In December 2023, BC Hockey began the process of restructuring Junior A hockey in British Columbia. The three Junior B leagues (PJHL, KIJHL and VIJHL) were designated as "Junior A Tier 2", with plans to evaluate teams seeking to be promoted to "Junior A Tier 1".

On March 18, 2025, the PJHL announced that for the 2025–26 season, the league would split into two, with seven teams in Junior A Tier 1 and eight in Junior A Tier 2. This proposal was rejected by a vote of member clubs, but the league realigned its divisions along the lines of the proposed split.
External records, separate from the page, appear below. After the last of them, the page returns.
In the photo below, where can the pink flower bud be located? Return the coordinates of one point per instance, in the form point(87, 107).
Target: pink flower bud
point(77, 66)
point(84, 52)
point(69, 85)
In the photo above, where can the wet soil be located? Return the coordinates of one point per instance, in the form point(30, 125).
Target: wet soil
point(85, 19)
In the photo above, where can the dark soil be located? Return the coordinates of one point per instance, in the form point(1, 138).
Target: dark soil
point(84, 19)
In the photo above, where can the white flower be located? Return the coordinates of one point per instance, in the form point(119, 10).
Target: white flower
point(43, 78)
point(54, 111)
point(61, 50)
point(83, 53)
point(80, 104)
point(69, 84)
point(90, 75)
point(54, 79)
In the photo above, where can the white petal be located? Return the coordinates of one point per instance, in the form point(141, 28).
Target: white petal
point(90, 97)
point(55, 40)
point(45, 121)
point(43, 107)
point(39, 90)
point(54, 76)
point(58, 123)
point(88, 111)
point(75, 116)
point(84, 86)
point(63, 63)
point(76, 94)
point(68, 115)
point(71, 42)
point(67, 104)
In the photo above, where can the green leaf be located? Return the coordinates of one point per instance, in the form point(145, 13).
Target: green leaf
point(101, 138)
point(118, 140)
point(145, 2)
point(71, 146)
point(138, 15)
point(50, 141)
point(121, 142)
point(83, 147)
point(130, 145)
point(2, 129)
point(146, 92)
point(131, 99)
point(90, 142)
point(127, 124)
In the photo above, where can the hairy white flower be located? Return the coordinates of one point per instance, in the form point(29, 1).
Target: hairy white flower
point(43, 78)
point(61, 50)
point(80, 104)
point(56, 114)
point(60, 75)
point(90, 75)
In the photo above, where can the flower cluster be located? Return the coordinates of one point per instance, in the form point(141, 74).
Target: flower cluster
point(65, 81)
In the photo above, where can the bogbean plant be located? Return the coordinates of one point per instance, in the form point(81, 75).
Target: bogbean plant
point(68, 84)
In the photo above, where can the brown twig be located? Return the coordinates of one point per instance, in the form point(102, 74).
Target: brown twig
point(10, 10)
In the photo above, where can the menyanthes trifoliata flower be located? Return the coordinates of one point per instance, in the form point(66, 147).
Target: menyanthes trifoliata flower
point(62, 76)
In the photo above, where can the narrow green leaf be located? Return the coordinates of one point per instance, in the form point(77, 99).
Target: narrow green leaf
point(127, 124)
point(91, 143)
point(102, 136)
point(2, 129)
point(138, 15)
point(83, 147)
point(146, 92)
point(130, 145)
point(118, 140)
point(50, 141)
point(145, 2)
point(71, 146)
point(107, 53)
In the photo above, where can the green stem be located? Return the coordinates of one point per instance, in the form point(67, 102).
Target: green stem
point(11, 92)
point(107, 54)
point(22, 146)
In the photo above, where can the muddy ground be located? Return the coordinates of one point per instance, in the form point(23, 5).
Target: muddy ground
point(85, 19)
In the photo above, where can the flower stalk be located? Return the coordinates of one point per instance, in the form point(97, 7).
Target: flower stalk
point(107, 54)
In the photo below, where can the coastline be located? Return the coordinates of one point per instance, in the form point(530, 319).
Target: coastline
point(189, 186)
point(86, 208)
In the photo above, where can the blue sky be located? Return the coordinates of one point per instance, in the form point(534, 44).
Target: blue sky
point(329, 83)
=== Formation of league ===
On April 21, 2026, the BC Hockey, along with the KIJHL and PJHL, announced the launch of the British Columbia Hockey Conference as a sanctioned Junior A league. The league will start in 2026–27, and feature 22 teams split into three divisions. The KIJHL will cease to exist following the departure of 14 teams to the BCHC after losing eight teams to the new Western International Junior Hockey League (WIJHL) earlier in 2026. The BCHC plans to apply for membership to the CJHL to bring British Columbia back into the national system of Junior A.

== Teams ==
The 2026–27 BCHC season will feature 22 teams in four divisions.

Interior Division
| Team | City | Arena | Founded | Joined |
| Kamloops Storm | Kamloops | MacArthur Island Arena | 1976 | 2026 |
| Merritt Centennials | Merritt | Nicola Valley Memorial Arena | 1961 | 2026 |
| Quesnel River Rush | Quesnel | West Fraser Centre | 2009 | 2026 |
| Revelstoke Grizzlies | Revelstoke | Revelstoke Forum | 1993 | 2026 |
| Williams Lake Mustangs | Williams Lake | Cariboo Memorial Recreation Centre | 2011 | 2026 |
Kootenay Division
| Team | City | Arena | Founded | Joined |
| Beaver Valley Nitehawks | Fruitvale | Beaver Valley Arena | 1981 | 2026 |
| Columbia Valley Rockies | Invermere | Eddie Mountain Memorial Arena | 1978 | 2026 |
| Fernie Ghostriders | Fernie | Fernie Memorial Arena | 1991 | 2026 |
| Grand Forks Border Bruins | Grand Forks | Jack Goddard Memorial Arena | 1967 | 2026 |
| Kimberley Dynamiters | Kimberley | Kimberley Civic Centre | 1972 | 2026 |
| Nelson Leafs | Nelson | Nelson and District Community Complex | 1965 | 2026 |
Valley Division
| Team | City | Arena | Founded | Joined |
| Chilliwack Jets | Chilliwack | Sardis Sports Complex | 2020 | 2026 |
| Langley Trappers | Langley | George Preston Recreation Centre | 2017 | 2026 |
| Princeton Posse | Princeton | Princeton & District Multipurpose Arena | 1993 | 2026 |
| Osoyoos Coyotes | Osoyoos | Osoyoos Sunbowl Arena | 2010 | 2026 |
| Summerland Jets | Summerland | Summerland Arena | 2026 | 2026 |
Mainland Division
| Team | City | Arena | Founded | Joined |
| Burnaby Steelers | Burnaby | Burnaby Winter Club | 1967 | 2026 |
| Coastal Tsunami | Gibsons | Gibsons & Area Community Centre | 2024 | 2026 |
| Delta Ice Hawks | Delta | Sungod Recreation Centre | 1997 | 2026 |
| Port Coquitlam Trailblazers | Port Coquitlam | Port Coquitlam Community Centre | 2023 | 2026 |
| Richmond Sockeyes | Richmond | Minoru Arena | 1972 | 2026 |
| Ridge Meadows Flames | Maple Ridge | Planet Ice Maple Ridge/Cam Neely Arena | 1972 | 2026 |

== Playoff Structure ==
The top four teams from each division will qualify for the 2027 BCHC Playoffs, with four best-of-seven rounds determining the first-ever BCHC Provincial Junior A Champion.

Teams will compete within their divisions through the opening two rounds of the postseason. Following the division playoffs, the League Semi-Finals will feature:

- Mainland Division Champion vs. Valley Division Champion
- Interior Division Champion vs. Kootenay Division Champion

The winners of those series will advance to the 2027 Mowat Cup Final, where the BCHC champion will be crowned.